Updated: Sep 11, 2020
Lactose Intolerance, Cow's Milk Protein Allergy, Non-IGE mediated Cow's Milk Allergy (formally CMPI Intolerance); it can be a confusing space especially when it comes to babies and infants, which is why it is so important to use a qualified professional to assist in the assessment and management of any allergy or intolerance. Specifically this post is all about Lactose Intolerance, the types of lactose intolerance and what we commonly see in babies and children (i will discuss CMPA in a later post).
There are 4 main types of lactose intolerance:
Congenital lactase deficiency. This is an extremely rare genetic disorder where a baby is born without the lactase enzyme.
Neonatal lactase deficiency. This can present in pre-terms <34 weeks and it typically resolves
Secondary lactose intolerance. This is usually a short term condition after infections like gastro/infectious diarrhoea or other underlying causes like unmanaged Coeliac disease which has caused inflammation of the small intestine. Treatment of the underlying condition is required and symptoms of lactose intolerance typically resolve. The average recovery time for the gut of a baby to heal after gastro is 4 weeks (breastfeeding will promote gut healing)

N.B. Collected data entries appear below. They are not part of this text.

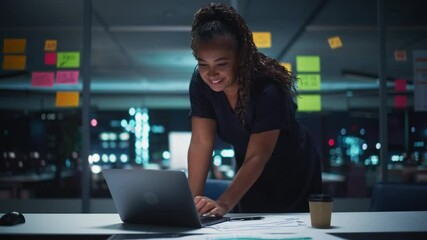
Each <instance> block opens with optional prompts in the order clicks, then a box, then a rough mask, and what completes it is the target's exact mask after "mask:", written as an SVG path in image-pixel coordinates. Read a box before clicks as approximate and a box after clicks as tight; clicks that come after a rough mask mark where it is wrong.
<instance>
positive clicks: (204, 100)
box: [189, 71, 215, 119]
mask: <svg viewBox="0 0 427 240" xmlns="http://www.w3.org/2000/svg"><path fill="white" fill-rule="evenodd" d="M189 95H190V107H191V108H190V117H191V116H198V117H203V118H213V119H215V112H214V109H213V106H212V102H211V101H210V100H209V87H208V86H206V84H205V83H204V82H203V80H202V78H201V77H200V75H199V73H198V72H197V71H195V72H194V73H193V76H192V77H191V81H190V89H189Z"/></svg>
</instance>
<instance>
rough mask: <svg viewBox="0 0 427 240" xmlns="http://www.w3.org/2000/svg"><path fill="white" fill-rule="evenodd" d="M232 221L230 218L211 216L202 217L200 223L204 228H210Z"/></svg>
mask: <svg viewBox="0 0 427 240" xmlns="http://www.w3.org/2000/svg"><path fill="white" fill-rule="evenodd" d="M227 221H230V218H229V217H210V216H202V217H200V222H201V223H202V226H210V225H214V224H217V223H222V222H227Z"/></svg>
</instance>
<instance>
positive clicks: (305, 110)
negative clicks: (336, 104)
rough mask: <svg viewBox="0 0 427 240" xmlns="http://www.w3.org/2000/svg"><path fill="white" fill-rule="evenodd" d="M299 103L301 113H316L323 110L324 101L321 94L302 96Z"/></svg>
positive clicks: (301, 95)
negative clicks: (322, 103)
mask: <svg viewBox="0 0 427 240" xmlns="http://www.w3.org/2000/svg"><path fill="white" fill-rule="evenodd" d="M297 101H298V111H299V112H316V111H321V110H322V99H321V97H320V95H319V94H301V95H299V97H298V100H297Z"/></svg>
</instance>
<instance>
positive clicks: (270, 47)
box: [252, 32, 271, 48]
mask: <svg viewBox="0 0 427 240" xmlns="http://www.w3.org/2000/svg"><path fill="white" fill-rule="evenodd" d="M252 36H253V39H254V43H255V45H256V46H257V48H271V32H253V33H252Z"/></svg>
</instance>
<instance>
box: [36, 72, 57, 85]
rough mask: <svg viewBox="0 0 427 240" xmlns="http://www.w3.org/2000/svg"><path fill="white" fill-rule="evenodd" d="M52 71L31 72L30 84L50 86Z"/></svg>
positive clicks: (53, 73) (53, 77)
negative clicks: (30, 83)
mask: <svg viewBox="0 0 427 240" xmlns="http://www.w3.org/2000/svg"><path fill="white" fill-rule="evenodd" d="M54 78H55V73H54V72H33V73H31V85H32V86H34V87H52V86H53V79H54Z"/></svg>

Primary Lactose Intolerance. This usually presents at an average 2-3 years of age if including all population groups but generally happens around 4-5 years of age as the lactase enzyme gradually starts to decrease (by this age a child is usually fully weaned). About 70% of people have this type of lactose intolerance and will usually tolerate varying amounts of lactose.
Lactose intolerance in babies and toddlers:
Lactose is the main carbohydrate in breast milk and there is more of it in g/ml than compared to cows milk; breast milk contains 7.4g of lactose per 100ml and cow's milk contains 5g of lactose per 100ml. Due to this babies are primed to digest lactose their small intestines are lined with the enzyme lactase (thank goodness otherwise they would not be able to digest breast milk). When lactose (C₁₂H₂₂O₁₁) is consumed it is broken down in the small intestine by the enzyme lactase, almost all infants have the enzyme lactase and can digest lactose from birth. Because of this Babies and infants typically present with secondary lactose intolerance usually after a bout of gastro/infectious diarrhoea or antibiotic induced diarrhoea, this will resolve once the underlying condition is treated. A few points to remember:
A mother cannot reduce the amount of lactose in her breastmilk by eliminating cow's milk from her diet (nor does she need to remember babies are primed to digest lactose)
There is no relationship between lactose intolerance and family members and babies
Delaying the introduction of dairy foods in infants starting solids will not improve their tolerance to lactose or dairy
A breastfed baby with symptoms of lactose intolerance should continue to breastfeed in all cases
Lactose intolerance is very different to cow's milk protein allergies (IGE and Non- IGE mediated) however the symptoms may overlap.
If a baby or toddler has had a severe bout of gastro or infectious diarrhoea it can be helpful to switch to fermented dairy (eg kefir milk and yoghurt), lactose free milk or remove food dairy from the diet whilst the gut heals for a short term eg 1-3 weeks if they have ongoing symptoms of diarrhoea after milk. This should be discussed with your healthcare provider.
Lactose Intolerance in Children:
In older children typically we see Primary Lactose Intolerance, although again this can be confused with cow's milk protein allergies and the symptoms may overlap. Common symptoms include bloating, diarrhoea, wind and pain after eating foods high in lactose. Lactose intolerance can be diagnosed with a breath test or a clinician led elimination protocol. It is treated by lowering the amount of lactose in the diet however every child is different and children will tolerate different amounts of lactose; some children can tolerate a small amount, while others cant have any at all. Your child’s symptoms will help you decide how strict you need to be.
To get a correct diagnosis use a trained paediatric Dietitian or Doctor/Paediatrician.
Education on how to avoid lactose, food substitutes and any re-introduction of lactose should be completed by a Paediatric Dietitian.